Regenerative medicine offers hope to millions of people worldwide and involves some of our most advanced biomedical science… and some apples. Here, Carlisle Baker-Jackson brings us the most promising and incredible efforts we have yet seen to grow tissues and organs
Cell, tissue or organ regeneration is, arguably, an idea that dates back millennia.
Prometheus, for example (albeit a distinctly gruesome one), was the Titan chained to a rock only to find his liver being eaten on a daily basis by an eagle. By necessity therefore, this Greek mythological deity had the capability to grow back the targeted organ overnight. Now, of course, we know that the liver is the only organ in the human body capable of regenerating itself spontaneously – even after serious injury. But that isn’t all we know – not by a longshot.

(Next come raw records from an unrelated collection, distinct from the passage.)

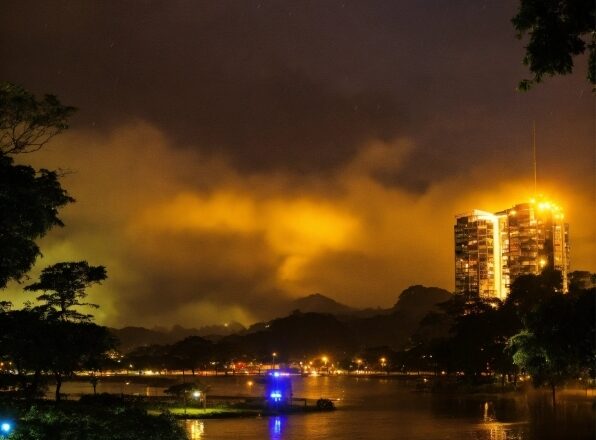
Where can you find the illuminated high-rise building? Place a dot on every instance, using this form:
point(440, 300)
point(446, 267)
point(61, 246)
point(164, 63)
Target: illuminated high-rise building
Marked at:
point(491, 250)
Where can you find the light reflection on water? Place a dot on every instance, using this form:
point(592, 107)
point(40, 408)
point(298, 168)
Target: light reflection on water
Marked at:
point(195, 429)
point(389, 410)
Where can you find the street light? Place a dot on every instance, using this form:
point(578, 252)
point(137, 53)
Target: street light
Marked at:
point(5, 428)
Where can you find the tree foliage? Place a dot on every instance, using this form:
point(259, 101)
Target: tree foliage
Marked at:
point(557, 341)
point(29, 203)
point(28, 123)
point(559, 30)
point(64, 286)
point(29, 199)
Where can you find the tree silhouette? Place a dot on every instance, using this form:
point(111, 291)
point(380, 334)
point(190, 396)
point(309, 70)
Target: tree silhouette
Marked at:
point(559, 30)
point(64, 286)
point(29, 199)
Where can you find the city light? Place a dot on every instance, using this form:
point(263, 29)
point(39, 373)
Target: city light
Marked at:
point(5, 427)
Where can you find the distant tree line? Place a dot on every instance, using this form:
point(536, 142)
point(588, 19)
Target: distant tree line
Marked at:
point(538, 330)
point(49, 335)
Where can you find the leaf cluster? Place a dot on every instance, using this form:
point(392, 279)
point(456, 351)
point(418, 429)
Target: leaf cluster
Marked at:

The modern day definition of regenerative medicine is attributed to Dr William Haseltine, a researcher well known for his work on genomics and HIV/AIDs. He suggested1 regenerative medicine was an approach to therapy that “employs human genes, proteins and cells to re-grow, restore or provide mechanical replacements for tissues that have been injured by trauma, damaged by disease or worn by time offering the prospect of curing diseases that cannot be treated effectively today, including those related to aging”.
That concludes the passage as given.